Kemungkinan Baru

37 5 0
                                    


Barangkali ini adalah cara Tuhan untuk mempertemukanku dengan keluarga baru, Opa Josh bukan hanya sedang aku tolong tetapi sebaiknya dia pun membawaku masuk ke rumahnya dan memberiku tempat yang nyaman sebagai bagian dari mereka. Sebagai sesama perempuan muda, aku dan Magdalena segera akrab. Dia mengaku sedang mengelola toko buku bekas milik keluarganya yang ternyata tidak begitu jauh dari asrama, malah beberapa kali aku melewati toko itu saat sedang bepergian, hanya saja karena letaknya masuk ke dalam gang dan berada di dekat pasar maka aku belum pernah mampir.

"Nggak harus beli buku," kata Maggie saat kami mengobrol sambil mencuci piring kotor di dapur. "Di sana kami menyediakan minuman dan makanan ringan yang bisa dinikmati sambil duduk-duduk santai."

"Jadi, itu seperti kafe?"

Maggie mengangguk. "Bisa dibilang begitu. Tapi, alih-alih kafe aku lebih senang menyebutnya warung baca. Dari kata warung kopi dan baca buku."

"Sepertinya menarik. Kamu mengelolanya sendiri?" Aku mengambil piring penuh busa dari tangan Maggie dan bersiap membilasnya.

Kali itu Maggie menggeleng. "Nggak bisa disebut sendiri sih, karena nyatanya aku hanya ikut mengawasi doang. Ada dua karyawan yang ngurus warung dan satu orang pegawai toko buku. Mereka yang paling sibuk, kalau aku sih duduk-duduk saja sambil baca, sesekali ngelap buku bekas, sesekali bantu merestorasi terutama kalau ada buku yang udah rusak, entah halamannya copot, sampulnya sobek dan sebagainya."

"Memang, toko buku bekas masih jalan ya, Magg? Maaf nih ya, terutama kan sekarang seperti yang kamu tahu ..., minat baca masyarakat lumayan rendah."

"Nggak masalah. Aku paham kok pertanyaanmu." Maggie menoleh sebentar lalu tersenyum padaku. "Penjualan buku sebenarnya lumayan lambat tapi warung kopi-nya ramai setiap hari. Namun, bukan berarti buku sama sekali nggak laku. Sebenarnya aku hanya nggak mau orang beli buku bajakan. Yah, harga buku original di sini kan lumayan mahal, jadi daripada mereka beli buku ilegal mending beli bekas. Dan inilah usahaku menjembatani."

"Menarik!" Aku mengangguk-anggukkan kepalaku. Sepertinya, budaya gemar membaca memang tumbuh subur dalam keluarga ini. Mereka tidak bisa lepas dari buku.

Obrolan sempat terhenti saat terdengar suara seseorang muncul dari ruang tengah. Aku dan Maggie menoleh dan ternyata ..., Pak Johan. Dia berhenti melangkah saat menyadari bahwa dirinya menjadi pusat perhatian, tetapi kemudian bertanya, "Kenapa?"

Aku dan Maggie kompak menggeleng. "Nggak apa-apa."
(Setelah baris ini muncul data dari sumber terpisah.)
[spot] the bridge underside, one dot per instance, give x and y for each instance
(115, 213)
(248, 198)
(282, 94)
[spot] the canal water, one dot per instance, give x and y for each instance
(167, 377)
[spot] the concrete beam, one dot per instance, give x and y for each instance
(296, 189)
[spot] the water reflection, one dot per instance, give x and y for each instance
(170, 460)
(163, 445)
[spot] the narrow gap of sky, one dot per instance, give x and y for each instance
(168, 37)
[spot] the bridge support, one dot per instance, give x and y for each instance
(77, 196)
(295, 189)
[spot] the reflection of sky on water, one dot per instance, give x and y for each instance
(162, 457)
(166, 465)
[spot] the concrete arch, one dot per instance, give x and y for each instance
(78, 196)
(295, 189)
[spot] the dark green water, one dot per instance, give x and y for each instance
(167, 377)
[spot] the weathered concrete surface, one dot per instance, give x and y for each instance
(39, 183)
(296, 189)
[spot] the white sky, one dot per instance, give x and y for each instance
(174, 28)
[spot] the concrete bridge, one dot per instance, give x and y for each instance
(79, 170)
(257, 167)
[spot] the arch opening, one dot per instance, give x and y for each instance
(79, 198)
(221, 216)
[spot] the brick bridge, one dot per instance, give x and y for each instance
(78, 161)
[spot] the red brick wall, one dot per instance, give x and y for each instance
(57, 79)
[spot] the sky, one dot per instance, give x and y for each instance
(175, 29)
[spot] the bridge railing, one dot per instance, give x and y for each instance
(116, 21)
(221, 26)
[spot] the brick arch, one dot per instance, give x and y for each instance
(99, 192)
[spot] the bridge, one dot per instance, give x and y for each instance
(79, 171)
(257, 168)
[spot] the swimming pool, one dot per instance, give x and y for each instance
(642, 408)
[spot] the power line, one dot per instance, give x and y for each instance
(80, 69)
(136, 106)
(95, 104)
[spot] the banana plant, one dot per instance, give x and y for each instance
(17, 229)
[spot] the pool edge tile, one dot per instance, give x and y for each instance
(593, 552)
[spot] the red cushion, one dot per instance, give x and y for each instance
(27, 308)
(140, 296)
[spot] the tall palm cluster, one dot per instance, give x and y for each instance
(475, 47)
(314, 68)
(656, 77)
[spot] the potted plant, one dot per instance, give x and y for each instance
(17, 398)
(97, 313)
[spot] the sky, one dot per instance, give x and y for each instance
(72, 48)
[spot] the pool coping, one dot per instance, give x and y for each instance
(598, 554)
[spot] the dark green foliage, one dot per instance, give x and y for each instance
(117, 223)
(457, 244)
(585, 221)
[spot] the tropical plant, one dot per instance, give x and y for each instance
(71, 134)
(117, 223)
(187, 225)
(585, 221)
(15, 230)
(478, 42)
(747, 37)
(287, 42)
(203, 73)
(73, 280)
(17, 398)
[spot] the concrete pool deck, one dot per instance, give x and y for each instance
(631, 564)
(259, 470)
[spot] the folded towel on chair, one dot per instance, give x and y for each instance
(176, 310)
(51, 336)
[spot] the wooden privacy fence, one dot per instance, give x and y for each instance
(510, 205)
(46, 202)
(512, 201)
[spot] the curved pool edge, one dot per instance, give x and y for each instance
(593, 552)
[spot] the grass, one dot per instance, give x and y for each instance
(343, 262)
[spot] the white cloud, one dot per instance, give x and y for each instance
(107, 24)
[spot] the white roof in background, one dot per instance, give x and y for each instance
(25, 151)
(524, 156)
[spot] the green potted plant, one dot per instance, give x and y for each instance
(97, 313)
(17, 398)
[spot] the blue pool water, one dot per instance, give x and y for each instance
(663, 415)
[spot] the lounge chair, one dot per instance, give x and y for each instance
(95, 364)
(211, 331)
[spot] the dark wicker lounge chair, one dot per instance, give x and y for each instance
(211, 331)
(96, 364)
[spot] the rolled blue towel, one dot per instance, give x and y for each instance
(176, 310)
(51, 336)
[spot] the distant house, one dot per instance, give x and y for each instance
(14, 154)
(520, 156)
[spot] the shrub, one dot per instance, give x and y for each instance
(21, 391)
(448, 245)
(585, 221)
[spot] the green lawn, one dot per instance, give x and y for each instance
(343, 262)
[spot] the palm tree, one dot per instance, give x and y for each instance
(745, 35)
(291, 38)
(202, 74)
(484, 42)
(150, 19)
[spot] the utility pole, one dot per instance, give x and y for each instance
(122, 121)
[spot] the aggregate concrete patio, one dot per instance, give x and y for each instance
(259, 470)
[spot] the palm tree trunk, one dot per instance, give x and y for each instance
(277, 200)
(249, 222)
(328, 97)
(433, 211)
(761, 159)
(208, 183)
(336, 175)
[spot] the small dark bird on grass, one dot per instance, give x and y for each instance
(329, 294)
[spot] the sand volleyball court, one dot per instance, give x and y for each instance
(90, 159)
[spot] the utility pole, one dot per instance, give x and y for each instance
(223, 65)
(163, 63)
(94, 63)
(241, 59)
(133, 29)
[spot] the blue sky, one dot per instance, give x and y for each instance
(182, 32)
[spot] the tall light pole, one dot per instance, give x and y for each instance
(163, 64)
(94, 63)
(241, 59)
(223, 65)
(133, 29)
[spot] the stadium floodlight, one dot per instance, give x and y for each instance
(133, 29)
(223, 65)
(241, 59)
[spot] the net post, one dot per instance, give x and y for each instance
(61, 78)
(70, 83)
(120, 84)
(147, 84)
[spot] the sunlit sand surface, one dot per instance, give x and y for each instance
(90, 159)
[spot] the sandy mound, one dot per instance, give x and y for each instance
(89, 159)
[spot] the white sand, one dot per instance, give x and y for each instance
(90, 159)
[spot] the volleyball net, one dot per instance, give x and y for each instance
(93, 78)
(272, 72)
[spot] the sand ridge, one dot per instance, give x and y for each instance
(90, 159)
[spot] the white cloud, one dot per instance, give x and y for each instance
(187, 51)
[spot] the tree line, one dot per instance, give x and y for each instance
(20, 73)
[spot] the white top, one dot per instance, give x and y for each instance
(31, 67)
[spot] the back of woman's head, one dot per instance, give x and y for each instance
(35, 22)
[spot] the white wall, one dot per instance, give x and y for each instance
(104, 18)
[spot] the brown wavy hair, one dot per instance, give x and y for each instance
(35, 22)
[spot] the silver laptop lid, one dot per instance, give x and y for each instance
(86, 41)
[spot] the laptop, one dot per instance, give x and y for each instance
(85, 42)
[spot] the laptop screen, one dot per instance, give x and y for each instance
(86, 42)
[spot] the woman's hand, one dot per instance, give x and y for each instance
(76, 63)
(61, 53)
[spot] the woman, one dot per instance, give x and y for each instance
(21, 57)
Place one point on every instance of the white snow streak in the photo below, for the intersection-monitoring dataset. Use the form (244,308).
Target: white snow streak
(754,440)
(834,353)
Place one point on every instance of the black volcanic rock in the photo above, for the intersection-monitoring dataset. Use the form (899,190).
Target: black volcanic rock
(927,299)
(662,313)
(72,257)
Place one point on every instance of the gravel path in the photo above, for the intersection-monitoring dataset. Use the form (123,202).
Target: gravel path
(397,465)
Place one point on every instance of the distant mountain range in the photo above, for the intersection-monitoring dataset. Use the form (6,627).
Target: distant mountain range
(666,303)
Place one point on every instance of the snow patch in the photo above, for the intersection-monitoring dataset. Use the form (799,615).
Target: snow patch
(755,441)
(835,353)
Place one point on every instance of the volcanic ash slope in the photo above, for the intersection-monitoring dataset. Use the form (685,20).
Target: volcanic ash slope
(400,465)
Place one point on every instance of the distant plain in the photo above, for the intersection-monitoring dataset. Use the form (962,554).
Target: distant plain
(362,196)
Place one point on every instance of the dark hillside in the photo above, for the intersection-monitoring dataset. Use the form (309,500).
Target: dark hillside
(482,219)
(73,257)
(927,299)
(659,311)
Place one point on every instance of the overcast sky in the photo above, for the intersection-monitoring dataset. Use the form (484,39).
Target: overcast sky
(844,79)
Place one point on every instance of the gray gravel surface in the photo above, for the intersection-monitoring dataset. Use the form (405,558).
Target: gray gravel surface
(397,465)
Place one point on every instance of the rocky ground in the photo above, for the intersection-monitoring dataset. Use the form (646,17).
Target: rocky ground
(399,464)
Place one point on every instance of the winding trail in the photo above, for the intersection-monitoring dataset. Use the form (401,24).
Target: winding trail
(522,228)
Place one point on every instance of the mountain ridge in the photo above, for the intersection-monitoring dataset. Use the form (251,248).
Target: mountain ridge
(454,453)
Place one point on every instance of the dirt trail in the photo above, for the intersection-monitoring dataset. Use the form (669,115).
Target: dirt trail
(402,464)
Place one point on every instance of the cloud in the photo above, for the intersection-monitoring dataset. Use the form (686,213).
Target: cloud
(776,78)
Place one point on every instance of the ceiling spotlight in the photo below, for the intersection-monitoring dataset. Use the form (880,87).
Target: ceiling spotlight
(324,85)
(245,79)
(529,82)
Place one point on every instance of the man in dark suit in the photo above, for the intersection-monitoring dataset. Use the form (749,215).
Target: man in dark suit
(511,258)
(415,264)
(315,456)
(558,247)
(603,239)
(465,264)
"Oh." Dia lalu mendekati rak piring dan mengambil gelas besar untuk diisi dengan air putih. "Papi minta diambilkan air putih," katanya tanpa ditanya.

"Beliau di mana sekarang?" tanyaku.

"Di depan. Main sama Kim dan Lisa."

"Omong-omong Lisa, boleh lah anaknya Lisa buat aku satu, Hans." Maggie menyahut dan seketika mendapat tatapan sinis dari Pak Johan. "Kenapa? Anjingmu sudah banyak, kan?"

"Nggak semudah itu." Pak Johan memelototi Maggie. "Dulu saja, waktu Lisa mau lahiran ..., kamu aku suruh biayain lahirannya nggak mau. Sekarang anaknya sudah lucu mau diambil. Maaf sekali, aku sudah telanjur sayang."

"Ih!" Maggie berdecih. "Dia memang begitu tuh orangnya, May! Pelitnya minta ampun! Biar saja, kalau mati kuburannya sempit."

"Nggak mungkin!" Jawab Pak Johan dengan percaya diri. "Kan petinya sudah diukur."

"Memang dasar lo, Hans. Untung kakak gue, kalau bukan –"

"Kalau bukan apa?" Bukannya mendinginkan, Pak Johan justru meledek Maggie dengan menyandarkan tubuhnya pada meja dapur. Tatapannya benar-benar meremehkan, belum pernah aku melihatnya begitu. "Mau kamu apakan aku? Kayak berani saja kamu, Magg!"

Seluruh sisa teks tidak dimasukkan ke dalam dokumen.